MULTIPLE sources in British intelligence have told The Herald over the years that details of the Dirty War went all the way to the desks of prime ministers like Margaret Thatcher. Edwards says we’ll never know exactly who knew what, though, as the information released to the public record is “not even five per cent of what was flying across desks” of government leaders. Information on relatively straightforward matters – such as the rules of engagement during the infamous Gibraltar “Death on the Rock” operation – are not declassified.
Ulster’s future
AFTER recent chaotic violence in Ulster, linked partly to loyalist anger over Brexit redefining the north’s relationship to the UK, Edwards worries about the “potential for relapse into conflict”. He adds: “Unfortunately, we’re staring down the barrel right now of that.” In 2007, he says, as the peace process bedded in, “there was real optimism that we could let bygones be bygones – I think we’re 10 years behind that now.”
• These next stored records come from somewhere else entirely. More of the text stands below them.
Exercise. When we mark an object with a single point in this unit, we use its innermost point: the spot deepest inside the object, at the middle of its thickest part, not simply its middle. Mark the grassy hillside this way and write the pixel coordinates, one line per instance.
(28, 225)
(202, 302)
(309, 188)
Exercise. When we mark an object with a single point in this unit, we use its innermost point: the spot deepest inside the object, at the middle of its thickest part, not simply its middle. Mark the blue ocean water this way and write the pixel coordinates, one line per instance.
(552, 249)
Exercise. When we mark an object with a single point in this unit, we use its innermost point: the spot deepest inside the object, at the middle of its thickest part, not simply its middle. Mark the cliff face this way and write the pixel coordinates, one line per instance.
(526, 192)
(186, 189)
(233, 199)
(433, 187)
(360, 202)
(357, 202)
Mass distrust is also one rarely discussed hangover of the intelligence war. “The legacy of spying in a divided society … feeds mistrust,” says Edwards. Today, much of the political debate in Ulster focuses on the past, and issues like the Dirty War, collusion and figures such as Stakeknife.
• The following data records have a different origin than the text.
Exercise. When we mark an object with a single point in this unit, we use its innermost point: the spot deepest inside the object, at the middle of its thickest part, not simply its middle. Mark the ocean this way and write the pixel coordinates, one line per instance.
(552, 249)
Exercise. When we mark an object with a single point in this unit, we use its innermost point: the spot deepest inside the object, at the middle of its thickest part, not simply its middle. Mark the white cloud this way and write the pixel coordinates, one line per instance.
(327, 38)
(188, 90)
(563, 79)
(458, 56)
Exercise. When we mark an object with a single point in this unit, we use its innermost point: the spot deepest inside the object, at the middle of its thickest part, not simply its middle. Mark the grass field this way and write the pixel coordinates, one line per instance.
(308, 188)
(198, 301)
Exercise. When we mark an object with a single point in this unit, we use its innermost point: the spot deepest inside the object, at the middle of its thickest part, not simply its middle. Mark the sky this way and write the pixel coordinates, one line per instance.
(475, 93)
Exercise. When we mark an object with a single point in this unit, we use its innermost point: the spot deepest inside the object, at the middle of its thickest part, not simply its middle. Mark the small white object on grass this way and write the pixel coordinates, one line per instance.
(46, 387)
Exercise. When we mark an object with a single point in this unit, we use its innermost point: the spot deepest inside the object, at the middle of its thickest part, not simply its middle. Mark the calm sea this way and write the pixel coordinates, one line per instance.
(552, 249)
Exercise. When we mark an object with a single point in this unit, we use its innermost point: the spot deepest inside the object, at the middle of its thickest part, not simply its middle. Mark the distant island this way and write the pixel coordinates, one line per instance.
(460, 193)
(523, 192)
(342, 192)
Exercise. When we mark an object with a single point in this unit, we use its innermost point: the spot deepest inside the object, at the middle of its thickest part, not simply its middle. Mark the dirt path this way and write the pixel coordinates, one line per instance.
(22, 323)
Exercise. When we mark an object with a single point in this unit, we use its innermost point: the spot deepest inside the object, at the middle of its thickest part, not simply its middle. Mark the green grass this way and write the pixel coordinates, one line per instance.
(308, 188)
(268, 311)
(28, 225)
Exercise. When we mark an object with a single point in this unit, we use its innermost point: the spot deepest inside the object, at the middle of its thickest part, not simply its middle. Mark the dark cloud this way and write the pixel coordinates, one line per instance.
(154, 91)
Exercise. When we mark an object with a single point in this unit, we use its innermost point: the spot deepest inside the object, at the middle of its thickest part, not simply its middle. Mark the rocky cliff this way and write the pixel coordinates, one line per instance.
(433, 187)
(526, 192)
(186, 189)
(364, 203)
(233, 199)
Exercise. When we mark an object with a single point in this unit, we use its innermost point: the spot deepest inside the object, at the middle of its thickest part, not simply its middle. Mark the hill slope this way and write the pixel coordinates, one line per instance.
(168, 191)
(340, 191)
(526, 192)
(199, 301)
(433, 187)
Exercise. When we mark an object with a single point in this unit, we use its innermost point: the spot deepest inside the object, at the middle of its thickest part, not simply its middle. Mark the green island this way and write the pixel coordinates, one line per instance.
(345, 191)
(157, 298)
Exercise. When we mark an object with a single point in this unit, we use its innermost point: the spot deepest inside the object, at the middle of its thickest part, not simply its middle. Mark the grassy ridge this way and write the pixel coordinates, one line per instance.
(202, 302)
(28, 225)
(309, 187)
Edwards doubts that a South African-style Truth and Reconciliation Commission – in which named individuals step forward to tell of their role in violence – would work in Ulster. “It would be very tricky to do that because of the intimacy of the violence – to find out your neighbour participated in the death of a loved one.” It might lead to more instability, he fears. Edwards suggests an Historical Clarification Committee – styled along Latin American lines – which simply establishes the facts of the past, rather than naming names, might be the way forward.
Exported to Iraq
THE legacy of the intelligence war in Ulster continues overseas too. There is evidence that tactics were exported by the British army to Iraq and Afghanistan. Edwards says he knows that personnel who served in Northern Ireland are now working as “private security contractors” – what some would call “mercenaries” – in countries like Iraq, Afghanistan and Somalia. As fears continue to simmer of a possible return to paramilitary violence in Ulster, the British intelligence machine remains watchful. When it comes to terror groups in the north, Edwards says, “they’re still alive and well”.